La jeune femme sentit son souffle se bloquer, comme si l’air autour d’elle s’était épaissie d’un coup. Ces mots, si tendres en surface, résonnaient dans son esprit comme une corde tendue prête à se rompre. « Je sais surtout ce que tes parents t’ont fait… » Cette phrase s’insinua en elle, lourde et intrusive, éveillant une vague d’émotions contradictoires : curiosité, terreur, et une colère sourde qu’elle ne comprenait pas tout à fait, se souvenant de ses rêves. Son esprit partait loin, très loin. Elle était consciente sans être là.

Jeff s’approcha d’elle, tenant une seringue aux reflets métalliques.

  • Tes parents ont commencé ces injections. Sans elles, tu n’es qu’un fragment. Avec elles, tu es le cercle complet.

La piqûre s’enfonça dans sa peau. Pauline sentit l’aiguille traverser son bras, et aussitôt une chaleur étrange se propagea dans son corps, moins douloureuse que solennelle, comme si une force ancienne s’éveillait dans ses veines.

Jeff ne se contenta pas de l’injection : il se redressa, ferma les yeux, et ses lèvres se mirent à réciter des paroles graves, lentes, dans une langue oubliée.
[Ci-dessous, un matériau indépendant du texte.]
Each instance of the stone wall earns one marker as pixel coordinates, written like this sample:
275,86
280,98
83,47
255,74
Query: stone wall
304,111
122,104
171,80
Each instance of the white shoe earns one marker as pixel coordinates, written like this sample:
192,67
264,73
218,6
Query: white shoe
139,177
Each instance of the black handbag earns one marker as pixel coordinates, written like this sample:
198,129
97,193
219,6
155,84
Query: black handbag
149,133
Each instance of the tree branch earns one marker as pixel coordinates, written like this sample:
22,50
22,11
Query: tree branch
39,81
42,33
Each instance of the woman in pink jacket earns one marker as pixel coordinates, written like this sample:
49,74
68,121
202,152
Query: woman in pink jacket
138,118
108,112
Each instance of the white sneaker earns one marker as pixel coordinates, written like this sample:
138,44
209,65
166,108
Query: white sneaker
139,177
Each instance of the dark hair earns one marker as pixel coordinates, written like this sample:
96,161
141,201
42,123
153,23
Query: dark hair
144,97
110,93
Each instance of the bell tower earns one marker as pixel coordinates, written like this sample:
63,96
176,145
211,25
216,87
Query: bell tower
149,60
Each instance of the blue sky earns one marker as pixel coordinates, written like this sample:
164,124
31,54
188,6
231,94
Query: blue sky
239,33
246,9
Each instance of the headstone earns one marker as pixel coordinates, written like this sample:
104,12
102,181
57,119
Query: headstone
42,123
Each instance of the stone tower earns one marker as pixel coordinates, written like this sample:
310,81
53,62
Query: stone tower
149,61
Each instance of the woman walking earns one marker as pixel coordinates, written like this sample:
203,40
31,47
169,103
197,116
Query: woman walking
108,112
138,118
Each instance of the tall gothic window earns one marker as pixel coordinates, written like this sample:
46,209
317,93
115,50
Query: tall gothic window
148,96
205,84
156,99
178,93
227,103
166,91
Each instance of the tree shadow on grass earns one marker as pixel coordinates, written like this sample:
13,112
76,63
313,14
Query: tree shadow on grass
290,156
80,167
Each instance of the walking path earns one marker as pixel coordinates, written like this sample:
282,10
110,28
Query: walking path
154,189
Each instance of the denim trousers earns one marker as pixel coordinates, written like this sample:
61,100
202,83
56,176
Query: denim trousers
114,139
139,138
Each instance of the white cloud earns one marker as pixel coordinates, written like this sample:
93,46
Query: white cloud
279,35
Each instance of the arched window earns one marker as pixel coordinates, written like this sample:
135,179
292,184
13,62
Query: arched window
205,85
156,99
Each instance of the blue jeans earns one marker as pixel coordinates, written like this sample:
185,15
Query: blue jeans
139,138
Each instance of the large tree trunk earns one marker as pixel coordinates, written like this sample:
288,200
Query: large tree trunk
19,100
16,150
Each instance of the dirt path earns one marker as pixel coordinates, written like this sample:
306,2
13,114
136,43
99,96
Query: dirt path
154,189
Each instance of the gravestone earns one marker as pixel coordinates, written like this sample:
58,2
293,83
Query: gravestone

Sa voix roulait comme un tambour lointain.

  • Umbra vocare… spiritus tenebrarum… descendite in electam…

Ses mains traçaient dans l’air des signes circulaires, comme pour appeler quelque chose à descendre sur elle. À chaque geste, les flammes de la bougie vacillaient, projetant des ombres mouvantes qui semblaient se rassembler autour d’eux.

Pauline sentit le sérum se diffuser dans son sang au rythme des incantations. Son cœur battait à l’unisson avec les paroles de Jeff, chaque battement résonnant comme un écho de tambour sacré. La chaleur dans ses veines se mêlait à une vibration sourde, presque musicale, qui semblait émaner du sol lui-même.

Jeff approcha son front de celui de Pauline et souffla lentement, comme pour lui transmettre un souffle invisible.

  • Accipe spiritum. Tu es l’élue. Tu portes l’héritage des Ombres…

Un vertige la saisit. Elle eut l’impression qu’un voile s’abaissait entre elle et le monde visible, que des forces invisibles se penchaient sur elle, attendant son consentement. Les paroles de Jeff continuaient, rapides, saccadées, comme si elles ouvraient une porte.

La pièce vibrait, saturée de murmures indistincts, comme si mille voix s’élevaient des murs. Le sérum achevait son chemin : ses membres devinrent lourds, ses paupières pesèrent, et les incantations se fondirent dans un brouillard sonore.

Puis, brusquement, tout s’éteignit.

Dans son sommeil, elle rêva de silhouettes sans visage l’élevant au-dessus des flammes, la couronnant d’ombres. Elle hurlait, prisonnière, incapable de se libérer.